To combat public unease, official propaganda has reversed course. After months of underscoring the severity of coronavirus infection to justify increasingly unpopular lockdowns, Chinese health care experts are now trying to sooth public fears of getting sick.
Zhong Nanshan, a top respiratory disease expert and widely respected government adviser, said on Thursday that coronavirus should now be considered “a novel coronavirus cold,” not pneumonia, noting that the mortality rate omicron was now 0.1 percent and comparable to seasonal influenza.
Easing public fears is also an attempt to ensure that limited medical resources are not spent dealing with nonsevere cases. Officials have already warned the public against calling emergency services until they are in serious need of professional treatment.
A Chinese government-funded analysis by researchers in Hong Kong released this week found that total reopening in all areas of the county could result in nearly 1.1 million deaths and a surge in demand for hospital treatment that would be 1.5 to 2.5 times higher than capacity. With a gradual opening that gave time for 85 percent of the population to receive a fourth booster and 60 percent having access to antivirals, the number of estimated deaths fell to around 600,000.
Such dire predictions have led many Chinese families to err on the side of caution.
Luo Xia, 35, a translator who lives in Shenzhen, began making orders for herself and her family in mid-November when she first suspected a change in policy was coming. “I was worried for my parents, especially my mom. She doesn’t have good lungs,” she said.
When health authorities on Dec. 7 published a 10-point plan to relax covid controls, Luo turned to online platforms again to search for Ibuprofen but couldn’t find any immediately. She eventually made orders at an online store that sold the pills for three times the amount of the normal price.
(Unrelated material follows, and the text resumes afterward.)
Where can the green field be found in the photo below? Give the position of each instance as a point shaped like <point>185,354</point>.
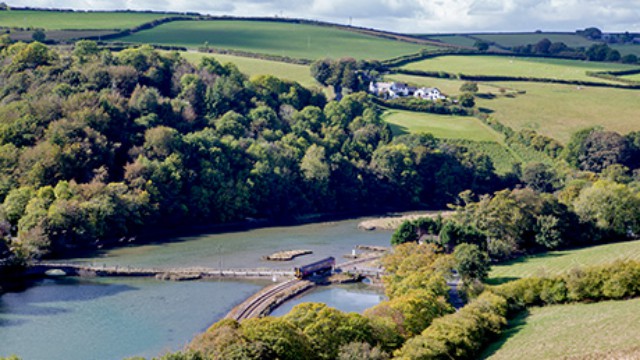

It took eight days for the shipment to be dispatched, instead of the usual two or three.
“You really have to make the right predictions and react quickly,” she said, adding that even she hadn’t expected the covid rules to be relaxed so fast. “The better solution would be for the central government to tell local governments what to prepare in advance. But it looks like some local governments made zero preparations.”
Pei-Lin Wu in Taipei and Lyric Li in Seoul contributed to this report.